1. Meet the people. I was taken aback by how open and welcoming the people of Mardin were. I didn’t expect to be so warmly received from the men and the women who didn’t know me. A friend of mine and I decided to walk through the city and just take in the sights. We found the city’s market area, which features winding alleyways down below the main city. It could have been intimidating for some, but we never felt uneasy or unwelcome. There are tradesmen making leather goods such as saddles and shoes and grocers selling fresh produce. I recommend stopping to have tea in a local café or restaurant. Of course, you should always be aware of your surroundings and the people you are meeting, something that goes for everyone, everywhere in the world.
2. Visit the Emir Hamam.

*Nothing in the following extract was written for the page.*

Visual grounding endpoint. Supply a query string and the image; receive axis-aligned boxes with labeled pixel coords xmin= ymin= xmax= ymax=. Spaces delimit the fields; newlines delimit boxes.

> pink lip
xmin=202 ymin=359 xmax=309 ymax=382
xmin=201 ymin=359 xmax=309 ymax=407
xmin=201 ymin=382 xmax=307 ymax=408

Dating back to 1290 AD, this hamam is a must-see. The bath is a large, marble room segmented into smaller bath areas that fit up to four people. This is a very “locals only” kind of place. There were mothers with small children and young women with their mothers and aunts. Once done with the bath, head back into the main dressing area, which still holds the original stone water fountain in the center of the room and is surrounded by dark wood sitting areas with Turkish rugs and pillows for relaxing and dressing.
3. Go see the city of Dara. This ancient city has been standing since 505 AD. The city of Dara was in constant battle from its inception to its demise. When the Romans were not ruling, another culture was fighting to make the people live under its rule. Finally, in 958 AD, the city was taken from the Byzantines. A church, some tombs, and small dwelling spaces are all that remain of this once-great fortress so many fought to rule.
4. Visit Midyat. Midyat has been able to retain its old-world charm with winding cobblestone streets and delightful people. The city’s charm is not the only thing it has to offer: Midyat has a great hotel called Kasr-I Nehroz. The Kasr-I Nehroz was originally a private mansion owned by the Yenigün family for 260 years. The discreet exterior gives way to a hospitable ambiance and beautiful décor, making you want to climb to the rooftop after a tasty lunch and lounge while taking in views of the city.
5. See the Mor Gabriel Monastery. Built in 397 AD, the Mor Gabriel Monastery is a short drive to Tur Abdin from Midyat. It has a massive footprint and is situated high up on the hilltop overlooking the Mesopotamian plains. Within the walls of the monastery are the tombs of monks, a gorgeous church, and the monks and nuns who still run the monastery. If you’re so inclined, you can ask for permission to stay as a guest and really soak in the culture and history.
There is so much more to share about Mardin and it’s surrounding areas. I highly recommend going to see them for yourself.